Canadian geese had been a persistent problem for years, but last fall I noticed that one pair seemed to have staked their territory on our lot and were chasing all others away. It seemed like a good idea to have just two geese relieving themselves in front of our building instead of 10 or 15, so two of us encouraged them with some cracked corn. In the spring, as soon as the snow melted from the tree stump that was their "table," the pair of geese returned - and all the trouble started.

The brew-it-yourself people started bitching to the landlord about goose feces on the lot, and I was told not to feed the geese any more. Well, any fool could predict what would happen next, and it did: the geese who had been sitting across the street, and in the grass to the south of us, and in the schoolyard, started roaming into our area as well, because the two stopped protecting their territory. It was raining a lot, and our parking lot floods easily - geese love to grub into muddy grass for food. But back they went to the landlord - it was all the fault of the bird feeder! Ri-i-ight - these geese are all over an area about 300 feet square because of a feeder that spills a little millet around in in a circle maybe four feet in diameter.

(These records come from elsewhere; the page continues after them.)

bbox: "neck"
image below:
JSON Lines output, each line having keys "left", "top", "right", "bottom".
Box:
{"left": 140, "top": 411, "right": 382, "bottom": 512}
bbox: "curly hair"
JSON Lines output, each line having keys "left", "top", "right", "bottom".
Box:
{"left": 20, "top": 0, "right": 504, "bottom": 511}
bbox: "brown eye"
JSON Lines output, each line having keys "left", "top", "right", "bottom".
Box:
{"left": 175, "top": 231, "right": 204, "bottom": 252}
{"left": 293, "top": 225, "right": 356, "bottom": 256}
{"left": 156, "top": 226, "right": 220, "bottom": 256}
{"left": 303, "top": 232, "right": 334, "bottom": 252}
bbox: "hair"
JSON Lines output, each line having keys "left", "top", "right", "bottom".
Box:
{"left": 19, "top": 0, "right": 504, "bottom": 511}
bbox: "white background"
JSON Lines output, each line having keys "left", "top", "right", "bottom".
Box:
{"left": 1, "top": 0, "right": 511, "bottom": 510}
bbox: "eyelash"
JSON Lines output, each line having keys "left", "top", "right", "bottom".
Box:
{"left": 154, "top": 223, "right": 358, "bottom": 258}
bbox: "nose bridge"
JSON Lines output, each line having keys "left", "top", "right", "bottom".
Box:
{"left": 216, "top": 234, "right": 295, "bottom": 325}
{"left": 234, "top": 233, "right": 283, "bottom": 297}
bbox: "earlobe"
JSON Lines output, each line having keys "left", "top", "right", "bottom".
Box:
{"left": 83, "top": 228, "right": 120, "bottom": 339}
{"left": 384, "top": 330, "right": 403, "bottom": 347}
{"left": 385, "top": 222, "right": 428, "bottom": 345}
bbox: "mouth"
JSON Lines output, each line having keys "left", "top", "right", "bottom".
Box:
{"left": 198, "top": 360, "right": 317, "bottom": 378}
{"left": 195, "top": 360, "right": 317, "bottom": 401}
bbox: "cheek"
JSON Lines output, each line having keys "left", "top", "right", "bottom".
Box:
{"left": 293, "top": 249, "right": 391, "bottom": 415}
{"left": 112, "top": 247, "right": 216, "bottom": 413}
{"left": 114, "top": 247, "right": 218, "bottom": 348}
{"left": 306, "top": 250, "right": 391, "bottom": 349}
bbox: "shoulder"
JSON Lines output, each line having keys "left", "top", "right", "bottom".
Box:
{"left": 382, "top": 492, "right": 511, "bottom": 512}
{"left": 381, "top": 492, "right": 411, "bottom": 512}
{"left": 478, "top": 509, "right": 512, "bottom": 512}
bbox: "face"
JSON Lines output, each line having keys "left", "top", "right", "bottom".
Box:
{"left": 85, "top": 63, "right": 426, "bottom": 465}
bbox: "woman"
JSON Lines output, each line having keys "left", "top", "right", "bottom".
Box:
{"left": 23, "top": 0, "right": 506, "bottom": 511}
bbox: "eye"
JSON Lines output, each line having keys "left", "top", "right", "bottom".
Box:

Well, this past Monday I got to work and found that the regular feeder, the finch feeder and the water container I had purchased and set out - all were gone. Just gone.

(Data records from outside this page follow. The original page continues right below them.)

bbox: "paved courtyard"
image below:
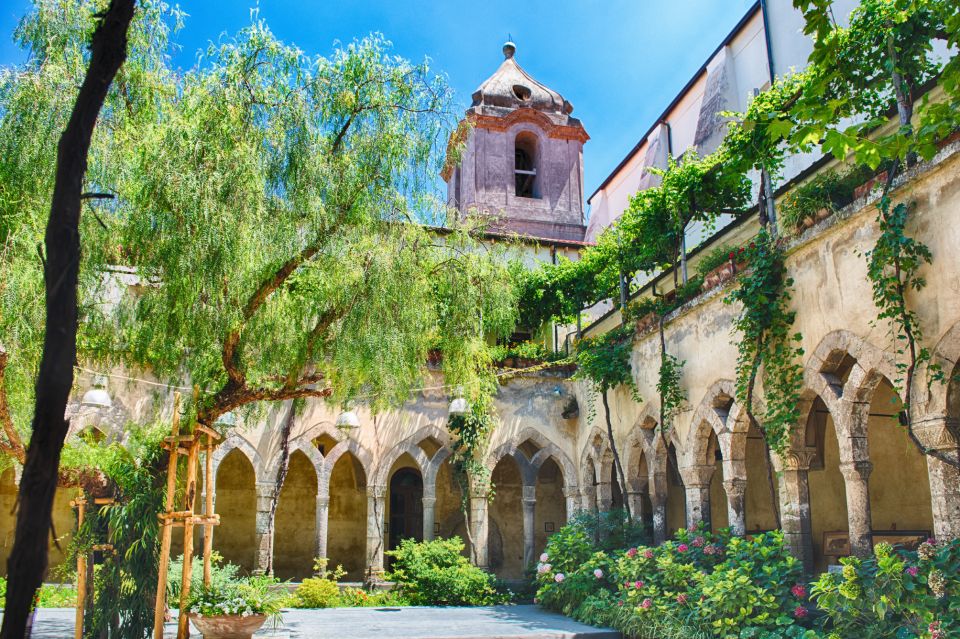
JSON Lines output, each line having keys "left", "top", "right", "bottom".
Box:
{"left": 10, "top": 605, "right": 619, "bottom": 638}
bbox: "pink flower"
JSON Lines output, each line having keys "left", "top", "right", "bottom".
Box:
{"left": 676, "top": 593, "right": 688, "bottom": 604}
{"left": 634, "top": 580, "right": 644, "bottom": 589}
{"left": 554, "top": 573, "right": 565, "bottom": 583}
{"left": 929, "top": 621, "right": 944, "bottom": 639}
{"left": 626, "top": 547, "right": 638, "bottom": 558}
{"left": 643, "top": 549, "right": 654, "bottom": 559}
{"left": 540, "top": 552, "right": 549, "bottom": 562}
{"left": 677, "top": 544, "right": 689, "bottom": 553}
{"left": 703, "top": 544, "right": 718, "bottom": 555}
{"left": 617, "top": 600, "right": 624, "bottom": 606}
{"left": 793, "top": 606, "right": 808, "bottom": 619}
{"left": 692, "top": 536, "right": 705, "bottom": 548}
{"left": 594, "top": 568, "right": 604, "bottom": 579}
{"left": 641, "top": 598, "right": 653, "bottom": 610}
{"left": 791, "top": 584, "right": 808, "bottom": 598}
{"left": 905, "top": 566, "right": 919, "bottom": 577}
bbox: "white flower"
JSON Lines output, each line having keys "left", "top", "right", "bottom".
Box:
{"left": 594, "top": 568, "right": 604, "bottom": 579}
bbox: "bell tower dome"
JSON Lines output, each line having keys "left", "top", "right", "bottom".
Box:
{"left": 444, "top": 42, "right": 589, "bottom": 243}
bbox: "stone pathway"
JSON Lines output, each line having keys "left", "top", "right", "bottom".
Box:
{"left": 10, "top": 605, "right": 619, "bottom": 638}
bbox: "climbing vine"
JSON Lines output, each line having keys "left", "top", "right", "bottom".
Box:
{"left": 574, "top": 325, "right": 639, "bottom": 520}
{"left": 724, "top": 229, "right": 804, "bottom": 456}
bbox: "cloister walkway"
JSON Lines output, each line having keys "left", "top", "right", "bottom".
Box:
{"left": 12, "top": 605, "right": 620, "bottom": 638}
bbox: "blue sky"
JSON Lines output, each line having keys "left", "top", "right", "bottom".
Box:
{"left": 0, "top": 0, "right": 758, "bottom": 211}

You can imagine how furious I was, but I had to sit on my anger until Tuesday when the landlord came in and I confronted him. But he knew nothing about it and went off to investigate. A short time later he was back and everything went to hell.

An employee of the brew-it-yourself company stole the feeders because he was so angry about the geese. He had destroyed them. The company's owner then joined us and out of the blue started complaining that squirrels were coming into his unit through the front door because they smelled his casks of grain. Well, of course they are coming in, you idiot - you've been leaving your front door wide open all day long with no screen door, what do you expect? But now the landlord, who can't stand yelling and who can yell louder than anyone else, raises his voice and drowns out all competition and says THAT'S IT. NO MORE FEEDING OF ANY ANIMALS. PERIOD.

To do him credit, he paid me himself for the feeders, but after thinking it over, I gave the money back. He didn't steal them. I couldn't take his money.

So I can't feed thistle seed to goldfinches because some moron doesn't know the habits of Canadian geese.

I sit by the front windows, where I had a view of the bird feeders, the meadow, the open sky. Now I have to keep all the blinds closed - I can't bear to see out. Cardinals land on the bench where they're used to picking up peanut bits and cock their heads, piping; sparrows haunt the branches of the juniper in confusion; squirrels climb up on the rocks and stand up, looking in at me, begging.

By the front door sits about $75 worth of seed and peanuts I bought and can't use ... and next door a stupid jerk must think he's really something special to have gotten his way by stealing someone else's property and denying food to songbirds.

Now I'm crying again.

I mean - I don't have much of a life, really. I go to work; I come home and fight with myself, or escape from myself; I go to sleep. I've loved my job this year and that has been glorious - but it's not the same job with the blinds closed. The view was part of whole. Now I might as well be working in some lifeless basement.